O público da poesia em Portugal é "mínimo, mas muito especial, exigente e atento", a crítica é "uma micro-nano-crítica" e a imprensa especializada tem uma circulação muito reduzida, notou hoje Rosa Oliveira, após receber o Prémio Literário Fundação Inês de Castro de 2017, na Quinta das Lágrimas, em Coimbra.
Apesar disso, a poeta sublinhou que lhe parece que a poesia, em Portugal, está "numa onda crescente", a julgar pelo "número de editoras, especialmente pequenas editoras - algumas delas nascidas sob a ameaça de extinção -, o número de leitores, as instituições que apostam na poesia e os inúmeros festivais de poesia" e grupos que se juntam "para ler e para chamar a poesia à baila".
Nesse sentido, Rosa Oliveira entende que se está a colocar a poesia, "ainda que timidamente, no lugar onde ela começou", cada vez mais "no centro", como forma de arte anterior até "à palavra escrita".
Da sua poesia, diz que tenta "apanhar uma fotografia daquilo que vai vendo e sentindo", referindo que está "longe do fantasma romântico e, por via, modernista e, por extensão, pós-modernista que encerra o texto em si mesmo e o fecha ao mundo", bem como se distancia da "arte livre e total, sem objeto, capaz de exprimir o inexprimível".
Durante o discurso, a poeta, que venceu o prémio literário pelo livro de poesia "Tardio", recordou o estranhamento e as perguntas que recebeu aquando da edição do seu primeiro livro, "Cinza", quando tinha 55 anos. "Porquê tão tarde?", perguntaram-lhe, ao que respondeu "Porque não?".
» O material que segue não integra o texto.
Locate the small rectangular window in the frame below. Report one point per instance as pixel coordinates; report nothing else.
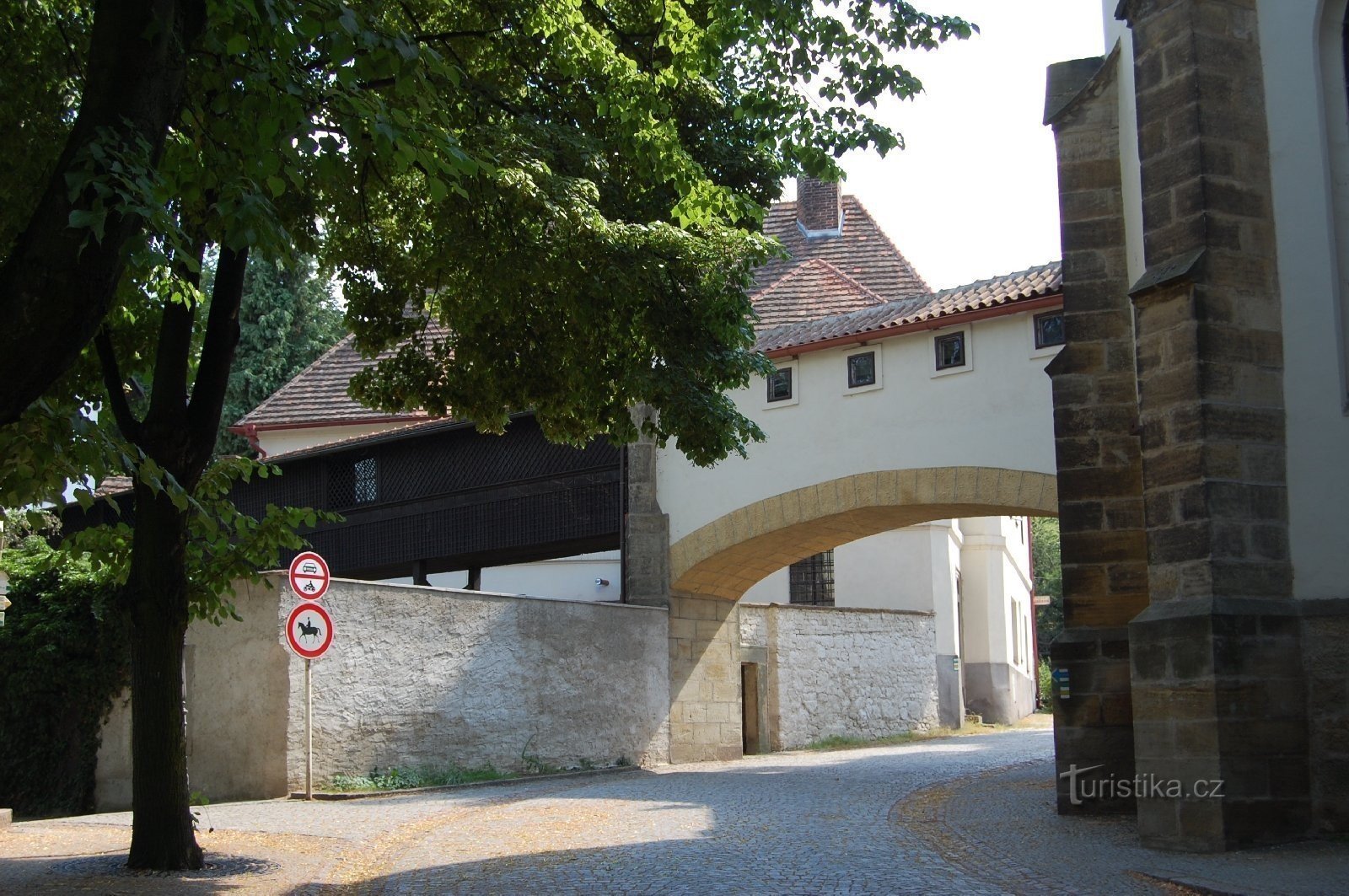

A voz de poeta "foi crescendo pequenina e irá perdurar ou não", disse Rosa Oliveira, deixando a interrogação e hipótese, que só poderá ter uma resposta "daqui a uns tempos ou daqui a uns livros", concluiu.
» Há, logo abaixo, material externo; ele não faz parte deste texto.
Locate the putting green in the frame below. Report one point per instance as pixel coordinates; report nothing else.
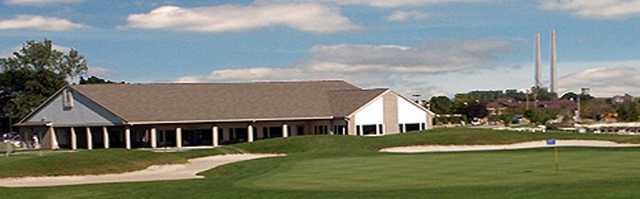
(391, 172)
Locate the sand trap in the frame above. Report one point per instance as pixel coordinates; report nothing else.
(524, 145)
(153, 173)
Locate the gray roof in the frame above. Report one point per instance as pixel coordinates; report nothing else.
(228, 101)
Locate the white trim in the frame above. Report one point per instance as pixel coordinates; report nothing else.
(416, 104)
(229, 120)
(368, 103)
(45, 103)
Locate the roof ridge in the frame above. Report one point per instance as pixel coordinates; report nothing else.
(223, 83)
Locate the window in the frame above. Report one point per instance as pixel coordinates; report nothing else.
(369, 129)
(412, 127)
(67, 99)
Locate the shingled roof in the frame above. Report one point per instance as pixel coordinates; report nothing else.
(228, 101)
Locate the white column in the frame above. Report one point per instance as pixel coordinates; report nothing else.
(250, 132)
(154, 138)
(89, 139)
(53, 140)
(127, 137)
(105, 137)
(215, 135)
(285, 130)
(74, 138)
(179, 137)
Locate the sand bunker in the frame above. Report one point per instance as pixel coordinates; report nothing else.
(153, 173)
(524, 145)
Na cerimónia, falou também o ensaísta e crítico literário Eugénio Lisboa, agraciado com o prémio de carreira, Tributo de Consagração, que, no ano passado, concluiu as suas memórias, com o último volume de "Acta est Fabula".
No discurso, o ensaísta sublinhou que o prémio o levou a refletir sobre "o que é isto de uma carreira literária", considerando que a carreira literária, na sua vida, não seria inevitável, tendo acabado por apanhar "o pontapé de saída" por José Régio, escritor que lhe pediu sempre para "escrever mais intensamente".
"Com muita pena minha, nunca na vida do José Régio lhe dei a satisfação de ser um escritor mais assíduo", sendo que só depois da morte daquele escritor é que começou a levar "mais a sério a escrita". "Talvez, por uma certa impulsão de remorso", confidenciou.
"Sinto-me realizado como artista, através daquilo que faço enquanto ensaísta, que pode injetar-se tanta criatividade num ensaio como num livro de teatro ou de poesia", frisou Eugénio Lisboa, contestando em "absoluto" a divisão entre a "dita escrita criativa" (teatro, poesia e romance) e a "não criativa" (ensaio, crónica e crítica).
O Prémio Literário Fundação Inês de Castro vai na 11.ª edição.
Rosa Oliveira sucede a Rui Lage, que, em 2016, venceu o galardão por "Estrada Nacional", numa lista de premiados anteriores que inclui ainda José Tolentino Mendonça, Gonçalo M. Tavares e Mário de Carvalho, entre outros.